How to read the output

  • Header prints the JVM, os.arch, CPU count, and the preferred vector width. DoubleVector pref: N lanes is the SIMD width for double on this CPU (2 on 128-bit NEON, 4 on AVX2, 8 on AVX-512).
  • noise SIMD gate (aligned && doubleLanes>=4) mirrors the real profitability gate in Iris's VectorNoiseKernels2D. It reports ENABLED on 4+ lane CPUs and DISABLED on 2-lane NEON. This tool ignores the gate and force-measures the raw vector kernel anyway, so you see the real number even where Iris would gate SIMD off.
  • Correctness cross-check runs each kernel once with both impls on identical input and confirms they agree (roundToInt/noise are bit-exact; sum differs only by floating-point reduction order, checked with a relative tolerance). If anything says MISMATCH, do not trust the timing numbers below it.
  • speedup = scalar ns/op / vector ns/op. > 1.0 means SIMD is faster on this CPU; < 1.0 means SIMD is slower. Verdict column: SIMD FASTER / SIMD SLOWER / NEUTRAL (within ~5%).
  • ns/op for the array kernels is one full-array invocation (256 or 1024 doubles). For noise it is one 256-element simplexFractalFBM call.
  • The trailing Checksum lines exist only to keep the JIT from deleting the measured work. Ignore their values.

Harness notes (why the numbers are trustworthy)
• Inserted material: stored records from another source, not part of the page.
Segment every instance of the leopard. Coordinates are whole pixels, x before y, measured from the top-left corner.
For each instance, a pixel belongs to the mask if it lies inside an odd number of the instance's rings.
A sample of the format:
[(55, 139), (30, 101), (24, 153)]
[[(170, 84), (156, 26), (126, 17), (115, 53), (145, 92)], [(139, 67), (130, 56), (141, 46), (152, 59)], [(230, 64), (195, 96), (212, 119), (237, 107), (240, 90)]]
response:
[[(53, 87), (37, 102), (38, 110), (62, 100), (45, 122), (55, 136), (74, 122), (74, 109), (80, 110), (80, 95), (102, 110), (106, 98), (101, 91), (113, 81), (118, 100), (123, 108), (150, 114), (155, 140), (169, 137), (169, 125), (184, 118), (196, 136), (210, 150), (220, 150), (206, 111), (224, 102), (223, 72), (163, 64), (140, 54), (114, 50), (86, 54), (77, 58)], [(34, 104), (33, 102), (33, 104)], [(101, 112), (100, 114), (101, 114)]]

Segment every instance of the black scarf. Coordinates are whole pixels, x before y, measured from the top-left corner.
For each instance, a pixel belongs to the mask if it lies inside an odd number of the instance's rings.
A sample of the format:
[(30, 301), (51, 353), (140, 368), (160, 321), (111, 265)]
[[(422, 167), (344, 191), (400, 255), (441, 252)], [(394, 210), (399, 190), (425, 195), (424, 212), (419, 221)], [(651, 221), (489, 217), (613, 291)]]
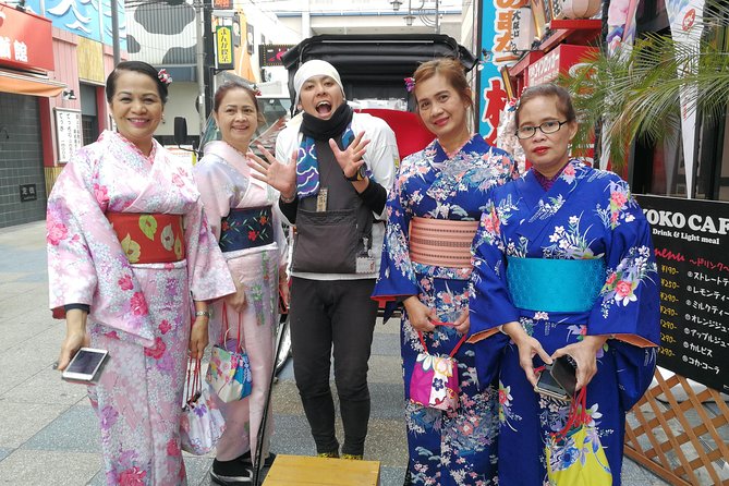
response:
[(354, 111), (347, 105), (347, 101), (342, 101), (329, 120), (321, 120), (304, 111), (301, 133), (315, 141), (328, 141), (329, 138), (338, 141), (349, 124), (352, 123), (353, 116)]

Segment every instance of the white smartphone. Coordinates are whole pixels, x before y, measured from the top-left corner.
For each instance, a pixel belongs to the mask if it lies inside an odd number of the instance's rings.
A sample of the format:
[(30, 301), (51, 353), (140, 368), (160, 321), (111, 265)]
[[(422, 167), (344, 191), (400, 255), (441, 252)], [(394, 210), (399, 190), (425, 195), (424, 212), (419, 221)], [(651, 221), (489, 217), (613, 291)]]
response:
[(61, 373), (66, 381), (95, 384), (99, 380), (104, 366), (109, 360), (109, 352), (94, 348), (82, 348)]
  • Each op is warmed up 50,000 times before timing so the JIT has compiled the hot path.
  • Every kernel output is folded into a running checksum (printed at the end) so no measured call is dead-code-eliminated.
  • One input element is perturbed per iteration (a cheap store keyed off the loop counter) so the JIT cannot hoist a "constant" result out of the timing loop. This perturbation is identical for scalar and vector, so the comparison stays fair; it adds a tiny fixed cost to both sides that very slightly compresses the ratio on the cheapest kernels.
  • Each (kernel, impl) is timed over 10 rounds; the minimum ns/op is reported (least-noisy statistic for a microbenchmark).
  • Scalar and vector see the same seeded input for a given kernel.

Caveats

  • This is an isolated-kernel vacuum microbench, not full worldgen. It says whether the raw kernel is faster on this CPU, not what end-to-end generation throughput will be (cache behavior, allocation, and surrounding code differ in the real engine).
  • Effort 1 array kernels (roundToInt / sum / max) run unconditionally in real Iris. Effort 2 noise (simplexFractalFBM) is currently unwired in Iris and gated to 4+ double lanes; this tool force-measures it regardless.
  • Vector-API auto-vectorization and cost depend heavily on the JDK version and CPU. Run on the actual target hardware; do not extrapolate across machines.